If you have followed our notes on tokenizer-driven real-world cost, this is a familiar lesson in a new domain. The published per-token price is the ceiling. The realised cost is whatever your engineering team is willing to do to collapse it.

So what should you actually pick?

For conversational voice agents that need real reasoning, Realtime-2 is the right pick, but only if your prefix caches. A voice tutor or a support agent that solves the issue (rather than reading scripts) will exercise GPT-5-class logic between turns, and that is what you pay for. Without prefix caching, expect the $18 per hour line on your invoice; with aggressive caching, $6 to $8 is realistic. Voice products that hot-swap personas per call are paying full freight.

For live multilingual audio, Realtime-Translate wins on language coverage and ties with Gemini Live on cost. If your workload routes language pairs Gemini does not handle, or you want the dedicated translation latency profile, the choice is easy. If you sit on Vertex AI already and your top five language pairs are well-covered, Gemini Live ends up cheaper.
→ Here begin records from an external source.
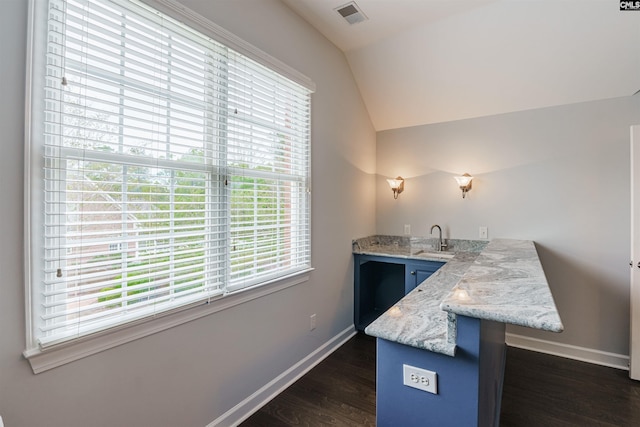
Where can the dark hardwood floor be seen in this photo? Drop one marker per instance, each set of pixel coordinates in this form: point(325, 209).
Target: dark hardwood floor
point(539, 391)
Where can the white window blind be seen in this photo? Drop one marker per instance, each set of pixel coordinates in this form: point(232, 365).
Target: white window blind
point(175, 169)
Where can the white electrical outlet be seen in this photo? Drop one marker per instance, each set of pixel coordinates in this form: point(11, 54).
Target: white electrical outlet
point(420, 378)
point(312, 322)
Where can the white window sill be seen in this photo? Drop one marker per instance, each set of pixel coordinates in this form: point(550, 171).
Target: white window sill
point(61, 354)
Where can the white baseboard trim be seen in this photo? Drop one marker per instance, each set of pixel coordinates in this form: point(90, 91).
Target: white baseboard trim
point(612, 360)
point(257, 400)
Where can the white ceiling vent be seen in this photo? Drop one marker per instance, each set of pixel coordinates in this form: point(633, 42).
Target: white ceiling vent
point(352, 13)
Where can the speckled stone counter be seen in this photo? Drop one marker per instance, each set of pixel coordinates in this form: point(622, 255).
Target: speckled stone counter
point(501, 281)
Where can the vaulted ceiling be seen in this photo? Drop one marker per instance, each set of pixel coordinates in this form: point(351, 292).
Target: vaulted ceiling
point(427, 61)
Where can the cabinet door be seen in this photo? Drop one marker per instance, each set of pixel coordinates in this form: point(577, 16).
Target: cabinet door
point(418, 272)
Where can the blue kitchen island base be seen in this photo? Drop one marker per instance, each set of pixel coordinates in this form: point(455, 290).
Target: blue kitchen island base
point(469, 384)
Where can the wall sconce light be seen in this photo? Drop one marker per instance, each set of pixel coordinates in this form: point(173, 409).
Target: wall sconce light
point(464, 182)
point(397, 186)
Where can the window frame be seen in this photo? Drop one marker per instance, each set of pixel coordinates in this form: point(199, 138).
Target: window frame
point(76, 348)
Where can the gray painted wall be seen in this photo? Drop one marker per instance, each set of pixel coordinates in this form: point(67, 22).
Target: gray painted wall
point(558, 176)
point(192, 374)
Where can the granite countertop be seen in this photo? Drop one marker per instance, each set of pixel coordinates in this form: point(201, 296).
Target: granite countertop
point(501, 281)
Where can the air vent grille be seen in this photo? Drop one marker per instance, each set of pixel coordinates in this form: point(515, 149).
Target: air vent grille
point(351, 13)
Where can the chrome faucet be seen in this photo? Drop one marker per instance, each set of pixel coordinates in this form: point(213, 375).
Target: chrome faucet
point(441, 244)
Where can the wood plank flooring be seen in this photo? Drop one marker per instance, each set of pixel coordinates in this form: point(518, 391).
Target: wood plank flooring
point(539, 391)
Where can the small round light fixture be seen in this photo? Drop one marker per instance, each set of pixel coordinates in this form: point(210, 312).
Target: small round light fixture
point(464, 182)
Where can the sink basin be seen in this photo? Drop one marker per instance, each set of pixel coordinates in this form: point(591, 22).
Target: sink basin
point(433, 254)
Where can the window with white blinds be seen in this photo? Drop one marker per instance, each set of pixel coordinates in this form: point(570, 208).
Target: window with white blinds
point(173, 169)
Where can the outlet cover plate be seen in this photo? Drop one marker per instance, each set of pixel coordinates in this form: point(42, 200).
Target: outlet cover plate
point(419, 378)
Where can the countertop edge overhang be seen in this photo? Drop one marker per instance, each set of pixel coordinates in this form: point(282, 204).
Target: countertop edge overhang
point(504, 282)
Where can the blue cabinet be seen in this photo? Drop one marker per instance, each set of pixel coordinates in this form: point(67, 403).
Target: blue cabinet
point(381, 281)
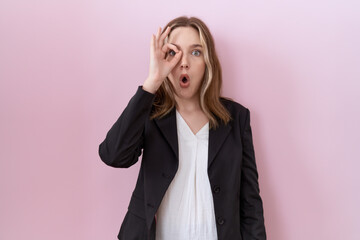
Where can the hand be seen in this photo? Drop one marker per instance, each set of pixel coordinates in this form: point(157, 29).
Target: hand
point(160, 67)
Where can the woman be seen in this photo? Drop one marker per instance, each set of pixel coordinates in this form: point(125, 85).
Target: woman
point(198, 176)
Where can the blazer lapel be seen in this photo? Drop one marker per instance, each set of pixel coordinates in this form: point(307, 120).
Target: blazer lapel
point(167, 126)
point(216, 139)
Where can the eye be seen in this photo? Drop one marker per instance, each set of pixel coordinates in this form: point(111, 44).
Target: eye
point(172, 52)
point(196, 53)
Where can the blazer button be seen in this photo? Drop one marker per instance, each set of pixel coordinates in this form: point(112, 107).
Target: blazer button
point(220, 220)
point(216, 189)
point(165, 175)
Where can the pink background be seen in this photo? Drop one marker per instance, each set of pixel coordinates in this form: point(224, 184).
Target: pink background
point(68, 69)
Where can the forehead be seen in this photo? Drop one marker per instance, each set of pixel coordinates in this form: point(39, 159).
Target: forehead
point(184, 36)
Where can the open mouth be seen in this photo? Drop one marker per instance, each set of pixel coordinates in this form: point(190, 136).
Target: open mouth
point(184, 78)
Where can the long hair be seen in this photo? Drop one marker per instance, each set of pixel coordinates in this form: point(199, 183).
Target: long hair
point(211, 84)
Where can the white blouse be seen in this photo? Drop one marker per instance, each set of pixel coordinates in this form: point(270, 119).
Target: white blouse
point(187, 209)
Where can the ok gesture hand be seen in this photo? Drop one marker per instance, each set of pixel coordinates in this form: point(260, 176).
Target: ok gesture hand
point(160, 67)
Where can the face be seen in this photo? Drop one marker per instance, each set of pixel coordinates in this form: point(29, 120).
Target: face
point(187, 75)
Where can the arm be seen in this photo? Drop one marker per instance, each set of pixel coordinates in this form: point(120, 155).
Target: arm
point(251, 209)
point(123, 143)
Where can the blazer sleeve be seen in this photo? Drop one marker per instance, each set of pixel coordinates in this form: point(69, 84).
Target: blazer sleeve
point(123, 143)
point(251, 207)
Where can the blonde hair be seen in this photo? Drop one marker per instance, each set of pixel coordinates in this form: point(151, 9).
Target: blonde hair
point(210, 89)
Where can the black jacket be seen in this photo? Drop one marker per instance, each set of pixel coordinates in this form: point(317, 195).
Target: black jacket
point(231, 169)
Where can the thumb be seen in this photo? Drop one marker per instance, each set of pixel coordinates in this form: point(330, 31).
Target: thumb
point(176, 58)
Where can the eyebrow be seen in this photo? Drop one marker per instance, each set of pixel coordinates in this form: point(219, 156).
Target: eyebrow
point(194, 45)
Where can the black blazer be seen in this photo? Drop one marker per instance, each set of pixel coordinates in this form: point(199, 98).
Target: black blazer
point(231, 169)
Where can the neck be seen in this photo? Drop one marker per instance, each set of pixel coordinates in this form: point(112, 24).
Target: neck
point(188, 105)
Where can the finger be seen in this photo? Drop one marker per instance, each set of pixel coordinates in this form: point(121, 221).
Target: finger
point(152, 44)
point(167, 46)
point(157, 37)
point(163, 36)
point(175, 59)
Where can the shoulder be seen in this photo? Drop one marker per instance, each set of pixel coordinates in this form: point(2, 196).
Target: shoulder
point(240, 114)
point(233, 107)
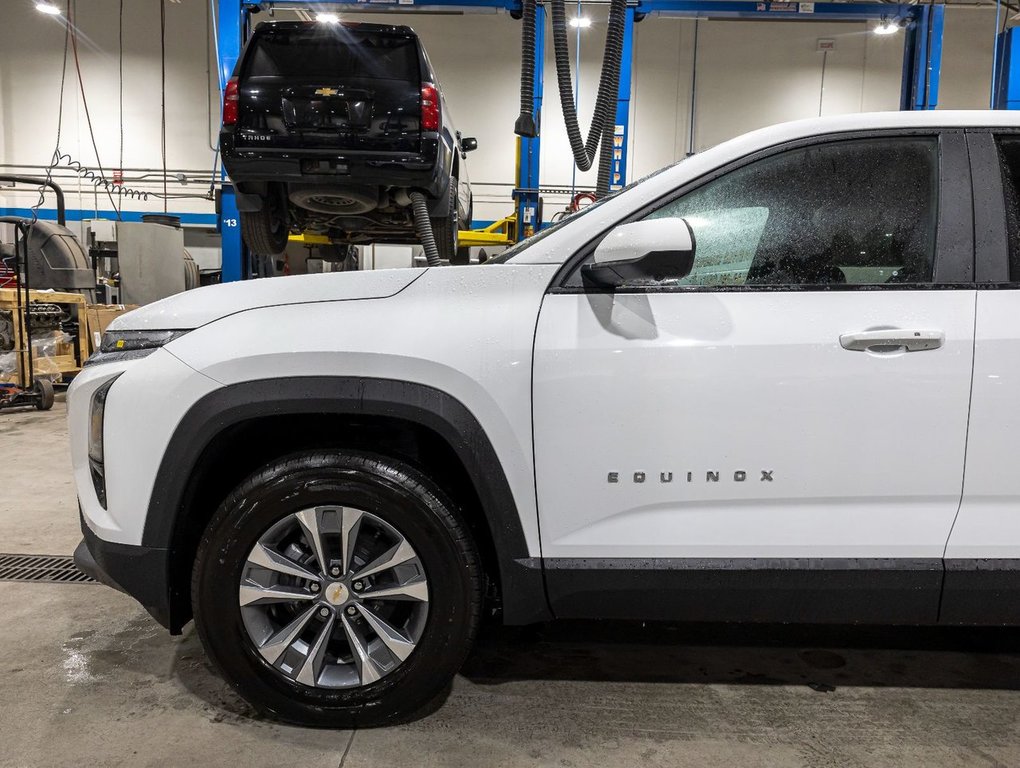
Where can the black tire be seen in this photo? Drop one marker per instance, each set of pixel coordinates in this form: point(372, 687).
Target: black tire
point(389, 490)
point(445, 229)
point(44, 388)
point(265, 232)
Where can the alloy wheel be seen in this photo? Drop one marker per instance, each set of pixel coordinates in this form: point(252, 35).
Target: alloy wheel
point(334, 597)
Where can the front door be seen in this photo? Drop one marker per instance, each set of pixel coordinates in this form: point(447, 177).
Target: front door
point(798, 405)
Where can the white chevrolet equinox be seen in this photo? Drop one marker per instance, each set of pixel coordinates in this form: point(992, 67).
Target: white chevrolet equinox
point(776, 381)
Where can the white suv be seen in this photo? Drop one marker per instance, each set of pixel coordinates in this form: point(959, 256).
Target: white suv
point(775, 381)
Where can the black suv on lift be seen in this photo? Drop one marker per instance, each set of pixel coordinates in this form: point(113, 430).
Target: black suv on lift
point(328, 126)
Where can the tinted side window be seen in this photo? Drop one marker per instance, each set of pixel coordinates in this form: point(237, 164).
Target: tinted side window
point(1009, 158)
point(857, 212)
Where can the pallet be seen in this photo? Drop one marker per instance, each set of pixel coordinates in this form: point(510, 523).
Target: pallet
point(69, 357)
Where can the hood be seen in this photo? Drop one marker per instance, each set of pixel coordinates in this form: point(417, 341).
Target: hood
point(194, 308)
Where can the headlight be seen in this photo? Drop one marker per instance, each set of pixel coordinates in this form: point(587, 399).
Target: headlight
point(97, 415)
point(128, 345)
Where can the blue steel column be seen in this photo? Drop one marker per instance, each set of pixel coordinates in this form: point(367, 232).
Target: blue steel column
point(922, 58)
point(230, 31)
point(1007, 72)
point(621, 129)
point(528, 149)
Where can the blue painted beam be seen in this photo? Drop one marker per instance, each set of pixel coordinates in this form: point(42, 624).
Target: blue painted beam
point(528, 166)
point(1007, 73)
point(922, 56)
point(621, 130)
point(774, 10)
point(364, 5)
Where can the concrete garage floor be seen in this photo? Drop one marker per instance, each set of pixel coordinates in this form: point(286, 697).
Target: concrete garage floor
point(88, 678)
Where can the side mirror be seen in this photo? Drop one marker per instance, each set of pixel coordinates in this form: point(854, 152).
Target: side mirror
point(658, 249)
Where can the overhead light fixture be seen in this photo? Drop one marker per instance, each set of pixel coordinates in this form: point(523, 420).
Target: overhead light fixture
point(887, 27)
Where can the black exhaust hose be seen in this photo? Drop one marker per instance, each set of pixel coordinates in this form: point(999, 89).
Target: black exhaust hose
point(423, 228)
point(525, 121)
point(605, 104)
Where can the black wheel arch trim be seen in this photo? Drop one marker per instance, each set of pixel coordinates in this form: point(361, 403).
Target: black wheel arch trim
point(523, 590)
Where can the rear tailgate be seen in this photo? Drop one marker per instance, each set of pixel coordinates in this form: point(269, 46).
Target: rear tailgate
point(330, 87)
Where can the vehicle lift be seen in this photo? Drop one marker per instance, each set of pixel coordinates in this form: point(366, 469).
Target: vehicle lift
point(919, 90)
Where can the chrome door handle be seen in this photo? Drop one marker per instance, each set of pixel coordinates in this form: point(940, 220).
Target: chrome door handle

For transcription, Realtime-Whisper only earns its 2.8x markup when streaming latency is non-negotiable. Offline transcription still belongs on whisper-1 at $0.006 per minute, or on Groq Whisper Large v3 Turbo at $0.000667 per minute if you do not need the OpenAI accuracy profile. Artificial Analysis maintains a third-party benchmark that runs the same audio against multiple Whisper-Turbo hosts, which is the best single page for sanity-checking which budget transcription provider matches your accuracy floor.